Apreté los dientes y levanté el océano, como uno levantaría una caja pesada, y lo llevé justo al borde del acantilado. Un pequeño bote se balanceaba de un lado a otro mientras el mar se agitaba como si alguien hubiera pateado un cubo de agua. Miré detrás de mí para ver a las tres personas tambaleándose sobre la pequeña pendiente: un niño, un hombre y una niña.
—¡Remi! —exclamó la niña, sin aliento—. ¡El océano! Papá dijo...
—¡Sé lo que dijo papá! ¡Ahora suban al bote! —les grité. Mis brazos empezaban a doler por el peso del agua. Esta vez estaba luchando contra mí.
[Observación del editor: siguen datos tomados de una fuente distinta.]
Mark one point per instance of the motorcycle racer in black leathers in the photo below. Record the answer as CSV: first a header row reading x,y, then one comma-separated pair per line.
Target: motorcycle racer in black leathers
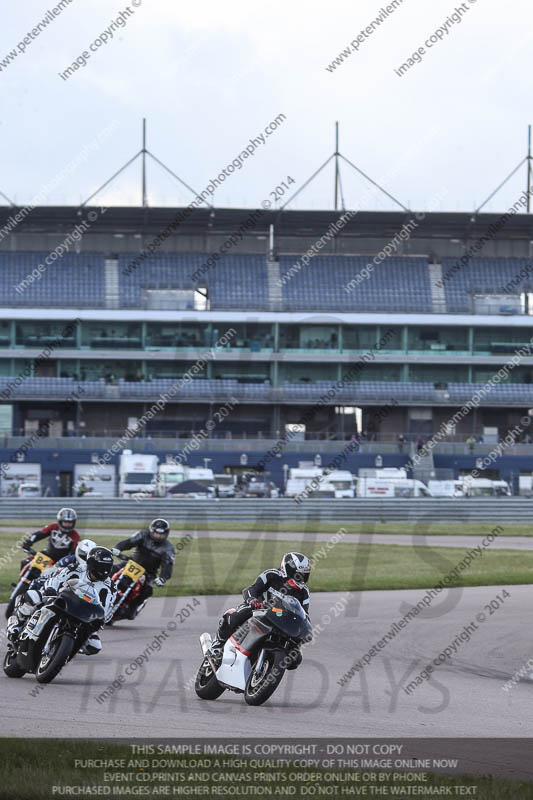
x,y
152,551
93,571
291,579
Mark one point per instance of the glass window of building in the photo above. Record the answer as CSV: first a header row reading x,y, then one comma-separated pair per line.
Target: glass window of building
x,y
439,373
41,333
173,335
501,340
116,335
250,372
5,338
362,371
359,337
309,337
111,371
307,373
172,370
252,336
438,340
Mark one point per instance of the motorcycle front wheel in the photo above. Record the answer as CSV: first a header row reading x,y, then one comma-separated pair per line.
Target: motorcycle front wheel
x,y
12,600
206,685
261,685
11,668
53,661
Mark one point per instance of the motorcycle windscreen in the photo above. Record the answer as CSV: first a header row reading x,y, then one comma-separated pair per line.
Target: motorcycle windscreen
x,y
236,667
288,616
78,606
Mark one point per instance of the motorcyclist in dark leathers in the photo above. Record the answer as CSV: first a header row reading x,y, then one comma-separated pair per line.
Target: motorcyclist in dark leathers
x,y
291,579
152,551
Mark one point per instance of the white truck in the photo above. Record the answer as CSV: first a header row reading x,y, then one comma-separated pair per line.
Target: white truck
x,y
382,487
447,488
137,474
225,484
169,476
320,482
484,487
21,480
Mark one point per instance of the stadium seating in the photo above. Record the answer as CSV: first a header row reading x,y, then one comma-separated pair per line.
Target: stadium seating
x,y
72,281
397,284
363,392
235,282
239,282
482,276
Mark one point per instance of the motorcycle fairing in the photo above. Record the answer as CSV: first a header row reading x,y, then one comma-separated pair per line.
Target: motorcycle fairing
x,y
235,668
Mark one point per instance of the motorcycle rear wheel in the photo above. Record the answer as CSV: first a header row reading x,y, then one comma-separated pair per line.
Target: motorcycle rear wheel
x,y
260,687
54,663
206,685
11,668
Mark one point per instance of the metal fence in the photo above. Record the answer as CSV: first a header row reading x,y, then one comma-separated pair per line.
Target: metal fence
x,y
258,512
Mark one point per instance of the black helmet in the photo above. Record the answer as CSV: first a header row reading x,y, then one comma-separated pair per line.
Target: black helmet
x,y
99,563
296,567
66,518
159,530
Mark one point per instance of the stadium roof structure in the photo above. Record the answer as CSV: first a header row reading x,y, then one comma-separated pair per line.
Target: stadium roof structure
x,y
128,220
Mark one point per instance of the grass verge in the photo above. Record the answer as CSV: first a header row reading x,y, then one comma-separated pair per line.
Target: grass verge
x,y
41,769
310,526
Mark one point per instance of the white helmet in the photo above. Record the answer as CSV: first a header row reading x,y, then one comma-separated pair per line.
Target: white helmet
x,y
296,567
83,549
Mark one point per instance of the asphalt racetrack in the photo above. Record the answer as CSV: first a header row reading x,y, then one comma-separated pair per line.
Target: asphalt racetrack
x,y
463,697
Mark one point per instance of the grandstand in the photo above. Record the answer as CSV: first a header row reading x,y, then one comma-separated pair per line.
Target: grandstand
x,y
423,329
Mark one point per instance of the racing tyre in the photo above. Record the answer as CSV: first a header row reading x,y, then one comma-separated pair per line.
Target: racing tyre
x,y
11,668
261,685
54,660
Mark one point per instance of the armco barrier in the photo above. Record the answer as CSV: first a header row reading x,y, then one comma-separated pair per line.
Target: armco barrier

—Torryn está herido —jadeó el niño. Pasaron tambaleándose junto a mí y lograron acomodar a Torryn en el pequeño bote. El corte iba desde su cadera hasta la parte superior de su rodilla, derramando plata a un ritmo rápido.
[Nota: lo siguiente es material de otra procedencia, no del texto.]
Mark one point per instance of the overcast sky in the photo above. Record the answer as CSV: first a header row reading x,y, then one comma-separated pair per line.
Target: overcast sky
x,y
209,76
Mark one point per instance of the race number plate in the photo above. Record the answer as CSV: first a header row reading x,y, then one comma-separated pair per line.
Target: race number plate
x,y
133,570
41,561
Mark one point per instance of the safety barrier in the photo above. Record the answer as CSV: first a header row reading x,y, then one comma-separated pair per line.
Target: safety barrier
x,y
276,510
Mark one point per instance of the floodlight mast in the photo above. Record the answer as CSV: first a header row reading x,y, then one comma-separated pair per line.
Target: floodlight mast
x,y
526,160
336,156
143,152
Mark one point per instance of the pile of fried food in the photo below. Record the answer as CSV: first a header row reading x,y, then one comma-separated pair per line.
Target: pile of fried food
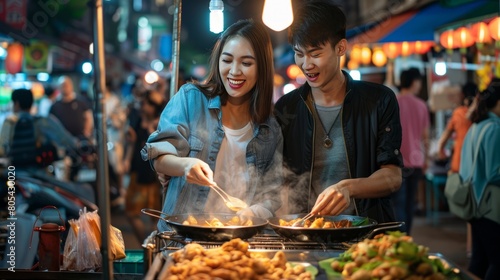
x,y
215,222
390,256
232,260
318,222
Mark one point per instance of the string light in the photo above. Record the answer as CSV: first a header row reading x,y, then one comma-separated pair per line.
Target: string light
x,y
277,14
216,16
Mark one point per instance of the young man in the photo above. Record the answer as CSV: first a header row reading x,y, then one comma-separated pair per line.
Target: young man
x,y
341,137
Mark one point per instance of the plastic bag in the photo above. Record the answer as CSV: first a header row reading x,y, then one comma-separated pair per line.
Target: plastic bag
x,y
82,249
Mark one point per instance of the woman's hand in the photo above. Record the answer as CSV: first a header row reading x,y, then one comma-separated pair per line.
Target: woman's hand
x,y
198,172
333,200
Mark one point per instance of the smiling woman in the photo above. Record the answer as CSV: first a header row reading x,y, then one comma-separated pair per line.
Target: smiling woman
x,y
222,130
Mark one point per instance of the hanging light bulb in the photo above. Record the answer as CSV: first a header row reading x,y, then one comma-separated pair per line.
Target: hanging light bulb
x,y
216,16
277,14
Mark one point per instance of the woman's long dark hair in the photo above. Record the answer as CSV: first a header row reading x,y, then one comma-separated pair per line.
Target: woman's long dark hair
x,y
262,94
488,99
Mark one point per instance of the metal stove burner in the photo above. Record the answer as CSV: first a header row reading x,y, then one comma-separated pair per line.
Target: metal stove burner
x,y
170,241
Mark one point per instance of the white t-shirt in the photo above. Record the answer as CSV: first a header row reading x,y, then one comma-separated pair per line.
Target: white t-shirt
x,y
231,173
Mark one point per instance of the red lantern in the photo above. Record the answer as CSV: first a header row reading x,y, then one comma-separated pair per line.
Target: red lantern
x,y
392,50
366,55
407,48
480,32
447,39
494,27
355,53
14,58
422,47
463,38
379,58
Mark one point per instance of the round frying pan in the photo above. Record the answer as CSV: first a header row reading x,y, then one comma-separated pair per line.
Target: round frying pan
x,y
204,232
330,235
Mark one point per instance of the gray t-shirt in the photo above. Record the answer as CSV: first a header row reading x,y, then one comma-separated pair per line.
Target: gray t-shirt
x,y
330,164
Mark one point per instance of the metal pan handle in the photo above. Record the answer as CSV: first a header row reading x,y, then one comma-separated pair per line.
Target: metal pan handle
x,y
154,213
383,227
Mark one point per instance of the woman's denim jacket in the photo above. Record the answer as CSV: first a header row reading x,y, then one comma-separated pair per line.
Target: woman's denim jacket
x,y
191,126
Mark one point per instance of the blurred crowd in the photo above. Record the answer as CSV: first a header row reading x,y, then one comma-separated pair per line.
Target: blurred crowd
x,y
64,120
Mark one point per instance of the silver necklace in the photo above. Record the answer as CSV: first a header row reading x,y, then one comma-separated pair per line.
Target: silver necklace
x,y
327,142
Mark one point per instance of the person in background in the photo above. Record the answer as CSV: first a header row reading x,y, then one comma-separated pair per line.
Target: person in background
x,y
222,131
144,189
341,136
50,95
485,259
116,120
415,122
81,122
76,116
459,124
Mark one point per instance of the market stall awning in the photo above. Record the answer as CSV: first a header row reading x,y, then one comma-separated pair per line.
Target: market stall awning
x,y
426,21
489,10
380,30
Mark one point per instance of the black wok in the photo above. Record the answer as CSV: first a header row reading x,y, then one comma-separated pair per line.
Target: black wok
x,y
208,233
331,235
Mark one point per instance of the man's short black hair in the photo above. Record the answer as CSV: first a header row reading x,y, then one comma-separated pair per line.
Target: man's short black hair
x,y
24,97
317,22
408,76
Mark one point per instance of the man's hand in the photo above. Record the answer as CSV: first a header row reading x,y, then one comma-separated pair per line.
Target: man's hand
x,y
333,200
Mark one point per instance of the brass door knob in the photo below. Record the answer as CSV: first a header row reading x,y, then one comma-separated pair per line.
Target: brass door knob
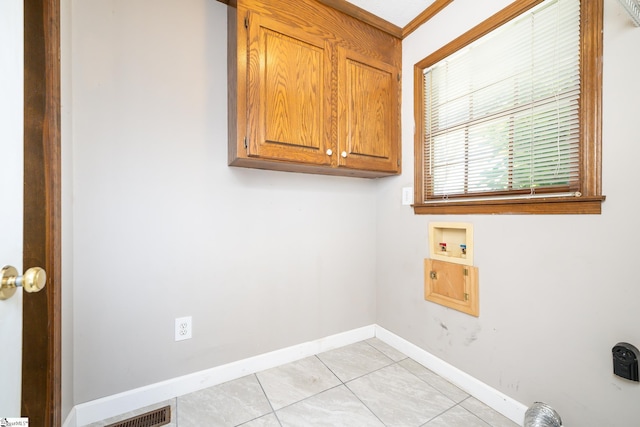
x,y
33,280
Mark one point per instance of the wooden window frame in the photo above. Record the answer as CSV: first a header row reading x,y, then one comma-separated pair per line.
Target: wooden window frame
x,y
591,17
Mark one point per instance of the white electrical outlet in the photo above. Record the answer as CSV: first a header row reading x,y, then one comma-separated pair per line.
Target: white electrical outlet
x,y
183,328
407,195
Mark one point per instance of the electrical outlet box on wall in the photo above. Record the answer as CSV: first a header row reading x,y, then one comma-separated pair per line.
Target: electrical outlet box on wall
x,y
451,242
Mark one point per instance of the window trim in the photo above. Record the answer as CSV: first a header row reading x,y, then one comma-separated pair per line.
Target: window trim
x,y
591,22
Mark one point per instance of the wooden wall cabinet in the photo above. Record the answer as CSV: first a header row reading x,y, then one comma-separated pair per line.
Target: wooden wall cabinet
x,y
312,90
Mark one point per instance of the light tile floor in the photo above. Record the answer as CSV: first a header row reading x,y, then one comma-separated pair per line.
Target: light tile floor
x,y
368,383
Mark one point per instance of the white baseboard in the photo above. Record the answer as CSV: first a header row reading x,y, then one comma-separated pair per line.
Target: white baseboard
x,y
111,406
502,403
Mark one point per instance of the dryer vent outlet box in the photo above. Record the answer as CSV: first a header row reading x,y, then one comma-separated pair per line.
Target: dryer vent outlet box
x,y
625,361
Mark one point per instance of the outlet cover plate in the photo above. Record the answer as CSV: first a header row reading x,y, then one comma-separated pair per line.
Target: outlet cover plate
x,y
184,329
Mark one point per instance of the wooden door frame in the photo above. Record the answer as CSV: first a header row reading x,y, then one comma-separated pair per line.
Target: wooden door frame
x,y
41,342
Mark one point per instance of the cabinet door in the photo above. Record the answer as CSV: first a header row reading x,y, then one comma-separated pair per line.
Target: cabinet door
x,y
368,113
289,95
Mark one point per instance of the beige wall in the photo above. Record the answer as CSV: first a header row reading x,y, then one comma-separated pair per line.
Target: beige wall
x,y
163,228
556,292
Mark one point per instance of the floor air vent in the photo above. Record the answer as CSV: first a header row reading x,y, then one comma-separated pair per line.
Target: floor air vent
x,y
155,418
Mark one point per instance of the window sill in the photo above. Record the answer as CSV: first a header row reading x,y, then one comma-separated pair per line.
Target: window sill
x,y
541,206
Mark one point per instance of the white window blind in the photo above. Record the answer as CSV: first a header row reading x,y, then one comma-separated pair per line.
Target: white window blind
x,y
502,114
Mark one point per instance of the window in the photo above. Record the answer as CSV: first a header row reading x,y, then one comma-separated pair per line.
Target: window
x,y
510,114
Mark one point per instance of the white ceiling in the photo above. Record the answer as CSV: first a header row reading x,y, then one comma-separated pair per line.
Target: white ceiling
x,y
398,12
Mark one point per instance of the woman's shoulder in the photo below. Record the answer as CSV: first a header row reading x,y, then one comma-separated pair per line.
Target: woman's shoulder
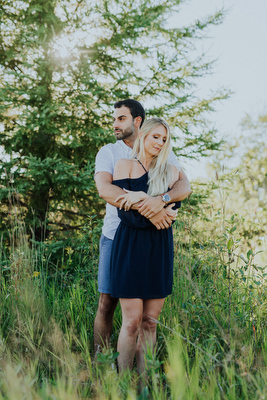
x,y
175,174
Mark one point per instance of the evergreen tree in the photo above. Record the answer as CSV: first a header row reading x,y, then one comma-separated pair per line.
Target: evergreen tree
x,y
55,108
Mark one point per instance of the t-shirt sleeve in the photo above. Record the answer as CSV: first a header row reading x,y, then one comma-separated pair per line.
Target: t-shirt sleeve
x,y
104,161
173,160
—¡Tienes que detener la hemorragia, Kas! —Miré detrás de mí nuevamente y vi que los caballos estaban a setenta galopes de distancia, al menos.
—Remi... —gimió Torryn.
Sesenta galopes.
—¡Lo intenté, pero los caballos...! —Las lágrimas comenzaron a rodar por la cara de Kas. Sabía que mi joven hermana adoptiva hizo lo que pudo antes de que los caballos los persiguieran.
Cincuenta galopes.
Apenas podía mantener los brazos en alto. El agua ya había comenzado a drenar por el lado del acantilado, volviendo a su posición original.
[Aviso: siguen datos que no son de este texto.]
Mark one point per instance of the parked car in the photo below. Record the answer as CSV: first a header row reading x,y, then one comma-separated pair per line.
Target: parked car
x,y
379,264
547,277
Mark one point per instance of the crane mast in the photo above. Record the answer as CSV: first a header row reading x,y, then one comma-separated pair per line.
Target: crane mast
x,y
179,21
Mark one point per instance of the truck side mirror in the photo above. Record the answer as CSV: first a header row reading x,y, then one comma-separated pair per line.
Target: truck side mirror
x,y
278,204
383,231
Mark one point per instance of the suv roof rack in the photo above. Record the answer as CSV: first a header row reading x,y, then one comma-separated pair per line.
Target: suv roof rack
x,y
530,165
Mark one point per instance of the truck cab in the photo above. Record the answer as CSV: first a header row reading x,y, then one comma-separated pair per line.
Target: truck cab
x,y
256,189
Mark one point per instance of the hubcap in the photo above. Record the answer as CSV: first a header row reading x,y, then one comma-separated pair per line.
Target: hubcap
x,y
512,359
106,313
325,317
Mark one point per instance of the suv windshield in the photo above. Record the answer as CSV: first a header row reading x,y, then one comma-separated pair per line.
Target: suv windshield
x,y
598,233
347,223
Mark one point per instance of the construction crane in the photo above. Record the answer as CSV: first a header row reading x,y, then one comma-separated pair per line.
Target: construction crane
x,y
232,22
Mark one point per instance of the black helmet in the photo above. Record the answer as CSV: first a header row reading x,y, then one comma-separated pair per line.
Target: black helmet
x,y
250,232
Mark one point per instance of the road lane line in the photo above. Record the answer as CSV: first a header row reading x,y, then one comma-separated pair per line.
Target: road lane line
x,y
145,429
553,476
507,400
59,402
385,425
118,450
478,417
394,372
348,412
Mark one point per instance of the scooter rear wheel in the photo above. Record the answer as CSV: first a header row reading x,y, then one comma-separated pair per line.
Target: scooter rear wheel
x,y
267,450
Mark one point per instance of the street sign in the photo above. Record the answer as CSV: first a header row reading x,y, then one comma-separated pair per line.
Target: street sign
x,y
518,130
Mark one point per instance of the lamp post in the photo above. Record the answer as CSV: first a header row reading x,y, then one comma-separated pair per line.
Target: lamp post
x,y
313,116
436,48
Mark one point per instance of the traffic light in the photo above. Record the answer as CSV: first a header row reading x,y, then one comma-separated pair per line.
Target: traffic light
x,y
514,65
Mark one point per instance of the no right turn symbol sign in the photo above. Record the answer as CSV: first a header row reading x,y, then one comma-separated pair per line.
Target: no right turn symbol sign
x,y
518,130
—¡Remi, sube al bote! —El niño se dio cuenta de que el nivel del agua estaba bajando rápidamente.
Cuarenta galopes.
—¡Escúchame! —Caí de rodillas y, como resultado, el agua cayó hacia el mismo lado. Mis hermanos adoptivos gritaron y rápidamente nivelé el agua—. Miles, ¿recuerdas cómo llegar a la casa de los Aquitis?
Treinta galopes.
El niño, Miles, asintió. —¿¡Lo recuerdas!? —grité, perdiéndome su respuesta silenciosa.
—¡Sí! —gritó Miles de vuelta. El agua bajó otros tres pies.
Veinte galopes.
—Bien. Kas, ¿recuerdas tus lecciones de hierbas? Mina te ayudará una vez que llegues allí. —Otros tres pies—. ¡Sigan la costa y no dejen de remar! —Mis brazos y piernas cedieron y el agua cayó varios pies con un estruendoso golpe.
Diez galopes.
A cuatro patas, me arrastré hasta el borde. Vi un pequeño bote marrón siendo sacudido mientras el océano se asentaba y vi dos cabezas inclinadas. Mientras observaba, Miles agarró los remos y comenzó a remar mientras Kas se inclinaba para vendar la pierna de Torryn y detener la hemorragia.
Estaban justo detrás de mí.
En un último esfuerzo por salvar a mis hermanos adoptivos, levanté mis brazos temblorosos frente a mí, hice un movimiento circular y soplé suavemente, creando eficientemente una densa barrera de niebla entre el océano y el acantilado.
Con la energía completamente agotada, me desplomé en el suelo y cerré los ojos.